I have never actually met Gary Cooper, but I've definitely seen him working in the grocery store over the years (including many Thanksgivings) and I've seen him on Walnut Street working the grill during River City Days. His face, like many others at Cooper's, is really familiar to me.
I've grown to appreciate these faces over the years. While I know their names because I've read their name tags, it's unlikely they know mine. What I'd like them to know is that I have loved having a locally-owned grocery store. Really.
I wasn't born and raised here, so I don't have historic ties to the community and I wasn't aware of the Cooper family when I arrived over a decade ago. I just loved having a locally-owned grocery store I could walk to that routinely delighted and surprised me with their variety of goods.
Over the years as I've watched the staff, I've appreciated that Cooper's is a union shop and a business that gives folks a chance. I don't know if that gets noticed by every customer, but to me that says a lot.

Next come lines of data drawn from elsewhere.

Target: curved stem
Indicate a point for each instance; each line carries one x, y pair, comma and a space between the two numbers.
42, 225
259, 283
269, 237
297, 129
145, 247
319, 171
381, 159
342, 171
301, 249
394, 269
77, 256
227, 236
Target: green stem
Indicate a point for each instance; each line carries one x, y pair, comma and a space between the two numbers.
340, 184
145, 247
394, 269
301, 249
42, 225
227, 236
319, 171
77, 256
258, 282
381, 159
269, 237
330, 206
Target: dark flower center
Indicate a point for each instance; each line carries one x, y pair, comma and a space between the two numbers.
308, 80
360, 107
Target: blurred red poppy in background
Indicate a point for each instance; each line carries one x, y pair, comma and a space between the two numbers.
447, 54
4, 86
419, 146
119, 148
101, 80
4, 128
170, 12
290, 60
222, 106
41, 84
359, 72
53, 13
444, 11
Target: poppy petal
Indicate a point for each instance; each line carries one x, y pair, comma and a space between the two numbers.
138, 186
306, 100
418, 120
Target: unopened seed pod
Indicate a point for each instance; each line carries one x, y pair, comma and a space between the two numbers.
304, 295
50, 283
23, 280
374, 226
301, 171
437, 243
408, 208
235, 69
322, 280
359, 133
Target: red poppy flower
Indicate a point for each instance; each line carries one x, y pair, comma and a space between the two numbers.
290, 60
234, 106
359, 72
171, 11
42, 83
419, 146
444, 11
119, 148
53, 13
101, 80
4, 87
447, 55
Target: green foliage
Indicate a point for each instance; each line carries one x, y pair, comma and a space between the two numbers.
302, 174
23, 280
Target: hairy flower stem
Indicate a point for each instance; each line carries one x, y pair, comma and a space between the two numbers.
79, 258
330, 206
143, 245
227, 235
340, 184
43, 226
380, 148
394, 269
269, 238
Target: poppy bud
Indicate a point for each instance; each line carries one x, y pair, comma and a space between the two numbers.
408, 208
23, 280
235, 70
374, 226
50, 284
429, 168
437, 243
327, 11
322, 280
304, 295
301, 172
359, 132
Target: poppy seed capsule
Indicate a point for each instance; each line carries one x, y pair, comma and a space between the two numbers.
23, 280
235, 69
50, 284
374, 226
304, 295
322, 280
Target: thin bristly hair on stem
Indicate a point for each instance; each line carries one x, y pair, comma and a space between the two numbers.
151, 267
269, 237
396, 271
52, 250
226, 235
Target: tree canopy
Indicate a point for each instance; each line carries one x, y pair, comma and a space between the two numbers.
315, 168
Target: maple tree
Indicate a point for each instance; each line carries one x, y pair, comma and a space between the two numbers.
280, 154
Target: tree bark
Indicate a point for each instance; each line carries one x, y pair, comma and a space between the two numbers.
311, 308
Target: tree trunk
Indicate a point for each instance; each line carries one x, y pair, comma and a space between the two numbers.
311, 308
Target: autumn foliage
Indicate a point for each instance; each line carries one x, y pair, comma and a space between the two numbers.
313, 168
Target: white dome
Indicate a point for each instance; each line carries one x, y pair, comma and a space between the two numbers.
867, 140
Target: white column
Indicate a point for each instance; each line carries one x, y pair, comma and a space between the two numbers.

A few years ago, the Chaska Historical Society curated an eye-opening exhibit highlighting the Cooper family and the history of the store. There was a front page story in this newspaper. I was in awe learning about this truly American story that featured everything that our history textbooks hint at — immigration and settlement, discrimination and identity politics, ingenuity and resilience, commitment to community and service.
What a gift to have this family history as the foundation for our local grocery store and part of the larger story of Chaska. That's truly something take pride in and support.
The viability of Cooper's – our own grocery store – is in jeopardy. The good news is, we can help. I'm sure most folks are aware of the power of dollars spent locally.
Locally-owned businesses are the backbone of any thriving community. The reality is, chain stores don't plant roots and commit to a community. Yeah, perhaps you can find what you're looking for at a lower price, but the price itself doesn't give you the true cost.
Locally-owned businesses are part of our community's story and shape our identity as one of the “best small towns” in the nation.
We have a lot to gain by spending our money at a locally-owned business. Cooper's has shown us that for over 100 years.